Associated Press
DEARBORN, Mich. — Apologizing to employees losing their jobs, Ford Motor Co. Chairman William Clay Ford Jr. laid out a restructuring plan Friday that will cut 35,000 positions, or 10 percent of the company’s workforce, close five plants and eliminate four models.
"These steps build upon what we’ve already done. … It’s a comprehensive plan, but it’s not a magic wand," Ford said. "We strayed from what got us to the top of the mountain, and it cost us greatly."
Several thousand of the 35,000 jobs already have been cut through voluntary buyouts, early retirements, shift eliminations and procedural changes at plants, according to chief operating officer Nick Scheele.
The automaker said it was taking a $4.1 billion one-time charge to pay for its plan and hopes to reach $9 billion in profit improvement by mid-decade. For Ford, the need to restructure so severely represents a complete change from its position just a year ago, when it reported a $6.67 billion profit for 2000.
"For most of the last decade, the Ford Motor Company was on a roll," Ford said. "The great success we enjoyed may have caused us to underestimate the strength of our competitors."

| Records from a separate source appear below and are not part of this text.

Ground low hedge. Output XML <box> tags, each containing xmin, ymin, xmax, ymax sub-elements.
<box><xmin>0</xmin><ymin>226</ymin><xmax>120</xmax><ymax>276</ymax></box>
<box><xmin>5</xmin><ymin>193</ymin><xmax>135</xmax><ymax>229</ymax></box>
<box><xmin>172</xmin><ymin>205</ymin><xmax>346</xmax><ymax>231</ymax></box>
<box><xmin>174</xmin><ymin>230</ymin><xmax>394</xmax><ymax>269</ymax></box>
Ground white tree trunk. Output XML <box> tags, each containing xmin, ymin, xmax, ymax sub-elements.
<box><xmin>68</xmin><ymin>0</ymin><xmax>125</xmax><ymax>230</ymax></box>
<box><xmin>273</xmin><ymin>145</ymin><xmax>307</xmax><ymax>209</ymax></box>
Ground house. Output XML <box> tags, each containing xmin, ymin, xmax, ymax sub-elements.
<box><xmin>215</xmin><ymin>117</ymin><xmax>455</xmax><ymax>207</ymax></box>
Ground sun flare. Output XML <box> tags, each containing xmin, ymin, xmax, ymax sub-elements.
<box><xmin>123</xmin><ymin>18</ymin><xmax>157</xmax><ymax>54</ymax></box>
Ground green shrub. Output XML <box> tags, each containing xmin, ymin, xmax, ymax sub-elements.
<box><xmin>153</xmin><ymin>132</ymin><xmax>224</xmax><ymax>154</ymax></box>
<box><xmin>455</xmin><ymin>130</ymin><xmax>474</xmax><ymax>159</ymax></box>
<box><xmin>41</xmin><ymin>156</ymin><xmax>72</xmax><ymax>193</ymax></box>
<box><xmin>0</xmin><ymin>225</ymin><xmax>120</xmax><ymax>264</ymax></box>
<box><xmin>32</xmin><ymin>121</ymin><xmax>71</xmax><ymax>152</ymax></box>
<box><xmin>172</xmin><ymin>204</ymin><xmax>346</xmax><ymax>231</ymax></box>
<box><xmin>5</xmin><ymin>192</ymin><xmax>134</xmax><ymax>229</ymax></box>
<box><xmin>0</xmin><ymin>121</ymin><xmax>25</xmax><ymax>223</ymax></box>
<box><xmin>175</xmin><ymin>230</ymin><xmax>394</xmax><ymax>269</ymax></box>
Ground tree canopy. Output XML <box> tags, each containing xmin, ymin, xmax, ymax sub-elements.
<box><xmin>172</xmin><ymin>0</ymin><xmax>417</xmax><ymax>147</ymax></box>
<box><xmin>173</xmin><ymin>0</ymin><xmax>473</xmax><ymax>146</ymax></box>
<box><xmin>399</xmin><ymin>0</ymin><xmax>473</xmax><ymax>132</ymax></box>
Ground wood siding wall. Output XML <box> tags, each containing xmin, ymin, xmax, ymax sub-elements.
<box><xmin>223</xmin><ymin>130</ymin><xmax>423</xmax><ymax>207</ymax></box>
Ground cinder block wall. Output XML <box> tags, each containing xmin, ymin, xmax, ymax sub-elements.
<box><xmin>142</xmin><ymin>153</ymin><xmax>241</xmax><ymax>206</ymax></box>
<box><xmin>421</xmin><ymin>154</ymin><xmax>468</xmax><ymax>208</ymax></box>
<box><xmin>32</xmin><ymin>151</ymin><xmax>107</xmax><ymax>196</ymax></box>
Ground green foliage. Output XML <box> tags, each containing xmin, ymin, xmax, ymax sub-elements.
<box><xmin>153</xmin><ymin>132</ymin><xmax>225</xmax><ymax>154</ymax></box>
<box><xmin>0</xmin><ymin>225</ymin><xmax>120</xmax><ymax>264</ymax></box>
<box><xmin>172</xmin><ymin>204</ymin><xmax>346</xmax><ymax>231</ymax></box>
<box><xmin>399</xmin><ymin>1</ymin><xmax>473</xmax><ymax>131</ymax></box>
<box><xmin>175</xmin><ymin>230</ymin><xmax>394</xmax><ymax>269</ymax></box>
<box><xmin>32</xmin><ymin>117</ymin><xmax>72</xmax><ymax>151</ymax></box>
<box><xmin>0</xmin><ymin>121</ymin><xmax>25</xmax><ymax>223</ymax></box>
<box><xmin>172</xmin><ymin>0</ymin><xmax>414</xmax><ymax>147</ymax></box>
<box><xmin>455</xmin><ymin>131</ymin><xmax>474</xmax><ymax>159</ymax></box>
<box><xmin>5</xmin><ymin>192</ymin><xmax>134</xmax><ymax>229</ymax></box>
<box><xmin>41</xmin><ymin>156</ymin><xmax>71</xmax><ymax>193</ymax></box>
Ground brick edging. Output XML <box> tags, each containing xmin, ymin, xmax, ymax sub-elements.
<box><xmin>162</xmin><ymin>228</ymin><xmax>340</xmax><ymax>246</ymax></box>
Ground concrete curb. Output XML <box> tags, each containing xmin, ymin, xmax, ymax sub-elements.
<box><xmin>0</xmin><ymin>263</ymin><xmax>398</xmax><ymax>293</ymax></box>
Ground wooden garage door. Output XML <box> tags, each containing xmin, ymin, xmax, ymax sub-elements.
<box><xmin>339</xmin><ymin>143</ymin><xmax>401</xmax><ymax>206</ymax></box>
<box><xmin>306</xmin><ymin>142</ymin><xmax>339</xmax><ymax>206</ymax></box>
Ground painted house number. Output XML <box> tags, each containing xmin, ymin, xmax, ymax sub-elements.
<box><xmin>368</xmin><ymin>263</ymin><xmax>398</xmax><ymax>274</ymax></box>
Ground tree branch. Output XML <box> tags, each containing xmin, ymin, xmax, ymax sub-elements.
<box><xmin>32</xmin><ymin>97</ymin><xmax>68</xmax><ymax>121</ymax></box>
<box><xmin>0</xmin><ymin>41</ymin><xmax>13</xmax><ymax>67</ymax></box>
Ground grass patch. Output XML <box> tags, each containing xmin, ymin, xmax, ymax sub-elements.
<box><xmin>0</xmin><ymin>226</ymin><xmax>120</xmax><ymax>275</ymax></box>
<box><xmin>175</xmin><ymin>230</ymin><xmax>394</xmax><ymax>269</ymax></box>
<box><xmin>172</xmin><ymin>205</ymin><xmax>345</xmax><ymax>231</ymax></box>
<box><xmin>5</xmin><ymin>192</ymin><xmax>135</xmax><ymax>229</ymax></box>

"We realize that some of the things that must be done will be painful," Ford said. "I can’t begin to describe how sorry I am about that."

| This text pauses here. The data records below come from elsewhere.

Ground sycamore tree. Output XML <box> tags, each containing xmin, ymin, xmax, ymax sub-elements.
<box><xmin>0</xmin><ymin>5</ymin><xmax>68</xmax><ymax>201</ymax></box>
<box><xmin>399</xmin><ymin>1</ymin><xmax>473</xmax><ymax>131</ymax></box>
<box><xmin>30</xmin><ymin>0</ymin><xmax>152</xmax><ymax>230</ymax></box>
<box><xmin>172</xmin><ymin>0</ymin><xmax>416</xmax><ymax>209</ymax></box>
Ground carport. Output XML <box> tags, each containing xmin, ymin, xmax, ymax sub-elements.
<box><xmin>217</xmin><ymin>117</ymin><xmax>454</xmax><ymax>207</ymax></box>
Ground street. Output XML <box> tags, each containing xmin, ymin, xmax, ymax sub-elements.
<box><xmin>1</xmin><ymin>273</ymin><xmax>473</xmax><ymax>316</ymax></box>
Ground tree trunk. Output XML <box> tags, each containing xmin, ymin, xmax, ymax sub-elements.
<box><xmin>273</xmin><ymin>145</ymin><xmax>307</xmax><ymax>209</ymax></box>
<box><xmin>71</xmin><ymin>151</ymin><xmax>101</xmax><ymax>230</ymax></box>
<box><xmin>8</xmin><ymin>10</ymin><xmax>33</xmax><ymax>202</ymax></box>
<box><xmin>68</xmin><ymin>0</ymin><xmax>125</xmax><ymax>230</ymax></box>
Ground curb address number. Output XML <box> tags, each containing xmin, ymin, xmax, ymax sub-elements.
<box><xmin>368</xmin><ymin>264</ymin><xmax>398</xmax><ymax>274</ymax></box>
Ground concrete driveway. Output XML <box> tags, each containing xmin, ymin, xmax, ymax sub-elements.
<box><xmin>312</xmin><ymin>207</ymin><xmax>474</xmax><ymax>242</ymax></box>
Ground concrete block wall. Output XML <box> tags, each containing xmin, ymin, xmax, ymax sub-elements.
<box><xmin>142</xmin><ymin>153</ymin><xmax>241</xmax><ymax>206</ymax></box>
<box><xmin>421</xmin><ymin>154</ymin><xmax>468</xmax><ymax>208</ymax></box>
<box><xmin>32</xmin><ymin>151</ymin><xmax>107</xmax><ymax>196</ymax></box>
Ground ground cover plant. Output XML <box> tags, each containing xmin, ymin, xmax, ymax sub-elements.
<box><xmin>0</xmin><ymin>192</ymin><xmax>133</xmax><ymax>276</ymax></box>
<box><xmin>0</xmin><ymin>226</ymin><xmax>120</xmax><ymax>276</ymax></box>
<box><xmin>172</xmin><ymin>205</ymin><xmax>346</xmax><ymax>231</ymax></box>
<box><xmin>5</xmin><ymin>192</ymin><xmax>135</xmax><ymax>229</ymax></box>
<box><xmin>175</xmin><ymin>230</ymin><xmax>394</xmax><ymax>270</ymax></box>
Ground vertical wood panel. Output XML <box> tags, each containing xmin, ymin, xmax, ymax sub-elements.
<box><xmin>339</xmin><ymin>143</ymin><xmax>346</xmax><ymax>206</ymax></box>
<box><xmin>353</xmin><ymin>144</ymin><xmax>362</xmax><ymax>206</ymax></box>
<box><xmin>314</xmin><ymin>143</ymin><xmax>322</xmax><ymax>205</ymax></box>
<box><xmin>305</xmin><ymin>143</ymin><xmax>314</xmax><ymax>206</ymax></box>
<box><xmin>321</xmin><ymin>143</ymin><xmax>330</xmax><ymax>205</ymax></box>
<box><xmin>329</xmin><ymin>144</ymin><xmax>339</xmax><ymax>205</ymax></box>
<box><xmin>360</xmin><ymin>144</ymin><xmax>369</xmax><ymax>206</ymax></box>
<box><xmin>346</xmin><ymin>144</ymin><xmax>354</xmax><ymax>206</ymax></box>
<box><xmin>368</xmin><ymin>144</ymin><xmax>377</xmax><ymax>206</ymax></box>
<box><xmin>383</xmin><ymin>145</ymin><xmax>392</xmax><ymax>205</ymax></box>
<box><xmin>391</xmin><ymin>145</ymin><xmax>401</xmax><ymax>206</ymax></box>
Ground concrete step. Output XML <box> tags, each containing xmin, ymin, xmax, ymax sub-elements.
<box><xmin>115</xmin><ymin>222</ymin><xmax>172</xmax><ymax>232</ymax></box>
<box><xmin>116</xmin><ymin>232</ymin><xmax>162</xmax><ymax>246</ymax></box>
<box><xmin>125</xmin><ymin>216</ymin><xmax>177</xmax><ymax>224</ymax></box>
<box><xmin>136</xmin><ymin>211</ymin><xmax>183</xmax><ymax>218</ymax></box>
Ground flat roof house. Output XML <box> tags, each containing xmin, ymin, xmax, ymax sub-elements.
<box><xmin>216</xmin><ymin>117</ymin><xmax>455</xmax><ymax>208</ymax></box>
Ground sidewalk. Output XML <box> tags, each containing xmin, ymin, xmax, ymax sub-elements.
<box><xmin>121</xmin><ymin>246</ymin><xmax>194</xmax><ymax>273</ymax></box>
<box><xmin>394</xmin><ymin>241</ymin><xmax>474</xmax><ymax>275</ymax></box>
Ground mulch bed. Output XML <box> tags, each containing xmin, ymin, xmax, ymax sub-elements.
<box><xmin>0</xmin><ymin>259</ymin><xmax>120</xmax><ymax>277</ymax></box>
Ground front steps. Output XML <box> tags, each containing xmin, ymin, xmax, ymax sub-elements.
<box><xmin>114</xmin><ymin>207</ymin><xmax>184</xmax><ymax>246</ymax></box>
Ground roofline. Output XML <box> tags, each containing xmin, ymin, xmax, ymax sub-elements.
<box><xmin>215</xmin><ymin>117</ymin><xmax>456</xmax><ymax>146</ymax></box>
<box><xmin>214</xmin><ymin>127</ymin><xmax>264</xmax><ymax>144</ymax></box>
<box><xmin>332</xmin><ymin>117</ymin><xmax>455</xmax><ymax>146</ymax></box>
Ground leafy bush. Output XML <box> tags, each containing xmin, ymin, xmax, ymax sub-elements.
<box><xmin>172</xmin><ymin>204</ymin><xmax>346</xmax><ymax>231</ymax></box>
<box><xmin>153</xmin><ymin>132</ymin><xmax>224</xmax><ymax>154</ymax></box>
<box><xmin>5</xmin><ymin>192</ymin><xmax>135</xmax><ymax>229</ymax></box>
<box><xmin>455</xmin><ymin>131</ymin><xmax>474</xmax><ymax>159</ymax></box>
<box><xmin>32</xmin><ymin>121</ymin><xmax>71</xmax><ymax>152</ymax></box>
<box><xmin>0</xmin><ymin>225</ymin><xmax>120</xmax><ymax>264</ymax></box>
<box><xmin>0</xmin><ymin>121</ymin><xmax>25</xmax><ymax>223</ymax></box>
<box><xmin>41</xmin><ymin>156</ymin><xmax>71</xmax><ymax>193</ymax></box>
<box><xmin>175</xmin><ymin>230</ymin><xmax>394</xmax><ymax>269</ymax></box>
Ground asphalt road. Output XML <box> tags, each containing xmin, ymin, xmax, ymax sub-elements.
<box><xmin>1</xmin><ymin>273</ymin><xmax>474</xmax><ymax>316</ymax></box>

The automaker also will reduce manufacturing capacity from 5.7 million vehicles worldwide to 4.7 million. The automaker will stop making the Ford Escort, Mercury Cougar, Mercury Villager and Lincoln Continental this year.

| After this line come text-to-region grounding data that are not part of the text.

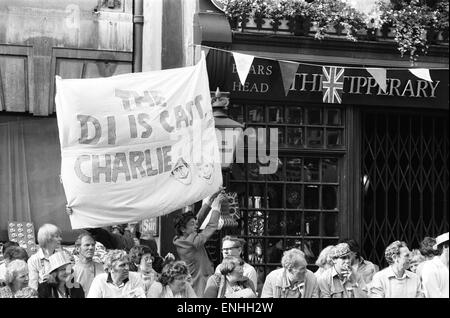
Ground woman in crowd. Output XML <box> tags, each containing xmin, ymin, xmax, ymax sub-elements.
<box><xmin>0</xmin><ymin>246</ymin><xmax>28</xmax><ymax>286</ymax></box>
<box><xmin>27</xmin><ymin>223</ymin><xmax>63</xmax><ymax>290</ymax></box>
<box><xmin>416</xmin><ymin>237</ymin><xmax>438</xmax><ymax>276</ymax></box>
<box><xmin>409</xmin><ymin>249</ymin><xmax>425</xmax><ymax>273</ymax></box>
<box><xmin>147</xmin><ymin>261</ymin><xmax>197</xmax><ymax>298</ymax></box>
<box><xmin>129</xmin><ymin>245</ymin><xmax>158</xmax><ymax>295</ymax></box>
<box><xmin>38</xmin><ymin>251</ymin><xmax>84</xmax><ymax>298</ymax></box>
<box><xmin>0</xmin><ymin>259</ymin><xmax>37</xmax><ymax>298</ymax></box>
<box><xmin>173</xmin><ymin>190</ymin><xmax>223</xmax><ymax>297</ymax></box>
<box><xmin>314</xmin><ymin>245</ymin><xmax>335</xmax><ymax>279</ymax></box>
<box><xmin>204</xmin><ymin>256</ymin><xmax>256</xmax><ymax>298</ymax></box>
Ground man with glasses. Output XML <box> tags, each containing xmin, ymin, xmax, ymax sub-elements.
<box><xmin>215</xmin><ymin>236</ymin><xmax>257</xmax><ymax>291</ymax></box>
<box><xmin>261</xmin><ymin>248</ymin><xmax>319</xmax><ymax>298</ymax></box>
<box><xmin>318</xmin><ymin>243</ymin><xmax>367</xmax><ymax>298</ymax></box>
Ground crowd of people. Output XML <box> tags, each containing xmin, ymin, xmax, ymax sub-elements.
<box><xmin>0</xmin><ymin>190</ymin><xmax>448</xmax><ymax>298</ymax></box>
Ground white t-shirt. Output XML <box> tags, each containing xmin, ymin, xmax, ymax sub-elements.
<box><xmin>87</xmin><ymin>272</ymin><xmax>145</xmax><ymax>298</ymax></box>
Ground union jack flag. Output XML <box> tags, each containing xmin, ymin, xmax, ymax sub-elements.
<box><xmin>322</xmin><ymin>66</ymin><xmax>345</xmax><ymax>104</ymax></box>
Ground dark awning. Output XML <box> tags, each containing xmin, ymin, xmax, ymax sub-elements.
<box><xmin>196</xmin><ymin>12</ymin><xmax>231</xmax><ymax>44</ymax></box>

Ford, the first family member to head the automaker in 22 years, also said he wouldn’t accept any salary for the next year, but would hold on to his stock options.
United Auto Workers Vice President Ron Gettelfinger said Ford’s restructuring will respect previously negotiated contract rights, including job placement rights and other protections.
"Ford has great strengths and resources to draw upon — most importantly, an experienced, highly skilled workforce that’s committed to improving product quality and customer satisfaction," Gettelfinger said.
Analyst David Healy with Burnham Securities said the restructuring plan goes further than Wall Street anticipated.
"My impression of the overall program is it goes a lot deeper than I had expected, and I think the long-term results will probably be greater," Healy said. "I think the news from now will be much better."
The plan also includes the suspension of bonuses for company managers and the elimination of 401(k) matches for employees.
"I don’t want to see plants closed. I want to see plants open, but I have to look at it from the company’s perspective as well," said Tony McKinnie, 47, an assembly worker at the Wayne, Ind., plant, where shifts have been cut back. "Nobody wants this to happen, but unfortunately with the economy the way it is, you don’t have much of a choice."
The automaker was hit hard in 2001 when it launched a $3 billion program to replace 13 million Firestone tires that were not recalled in the original recall that began in August 2000. The move resulted in the severing of Firestone’s almost century-old relationship with Ford.
In July, much of Ford’s top management was shaken up, with Scheele, the man known for turning around Ford’s European operations, taking over North American operations.
Both Scheele and Ford said Ford’s future is based on "getting back to basics" in product development and improvements in quality and productivity.
"Great products made us who we are, and great products are going to take us where we’re going," Ford said Friday.